The Diana, Princess of Wales Memorial Fund has been able to take more risks and achieve greater impact by choosing to spend all of its funds rather than attempt to operate indefinitely, according to Lady Sarah McCorquodale.
McCorquodale, sister of the late princess and president of the fund, gave her views to mark the publication of a new guide that explores the longevity of charitable foundations.
Perpetuity or Limited Lifespan: How do charitable foundations decide their longevity? was published last week by Coutts, the private banking division of the Royal Bank of Scotland.
It features case studies of organisations that have grappled with the issue of whether to spend down their funds or to spend only the interest earned on their investments.
The Diana fund, which has distributed more than £100m since 1997 and will close at the end of the year, is among the case studies.
McCorquodale said in a statement: “We felt that by adopting a targeted, time-limited approach, the fund would be in the best position to maximise its impact as a funder.”
“Becoming a limited-life organisation has allowed the fund to take more risks and work in ways that might not otherwise have been possible.”
“I also think the targeted work undertaken by the fund has been a powerful catalyst for long-term change.

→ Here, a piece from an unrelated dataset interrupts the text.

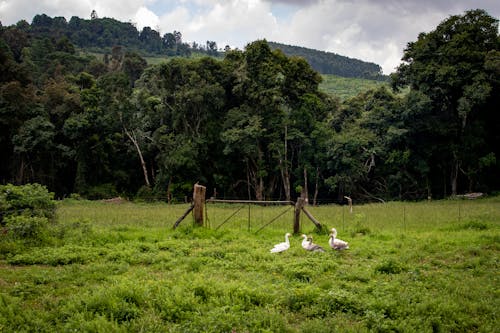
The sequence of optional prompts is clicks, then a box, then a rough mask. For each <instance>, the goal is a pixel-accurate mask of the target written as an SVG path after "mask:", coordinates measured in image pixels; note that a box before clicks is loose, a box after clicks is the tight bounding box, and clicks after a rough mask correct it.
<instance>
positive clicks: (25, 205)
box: [0, 184, 56, 224]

That might not have been the case had we sought to extend our existence over a longer time period.”
Stephen Pittam, trust secretary of the Joseph Rowntree Charitable Trust, which was established in 1904 and now exists in perpetuity, says in the guide that the Rowntree trust benefits from being able to take a “long view”.
The merits of limited lifespan and in perpetuity foundations were debated last week at a Coutts Forum for Philanthropy, at which the guide was launched.
Lenka Setkova, director of philanthropy services at Coutts, said the issue had been debated more in recent years because of the visibility of philanthropists, such as Sir David Sainsbury and Bill Gates, who have committed to either ‘giving while living’ or to disbursing their philanthropic assets during a specific time period.
“There are advantages and disadvantages to both options,” said Setkova. “The key challenge is to ensure that all philanthropic resources are leveraged to maximum effect.”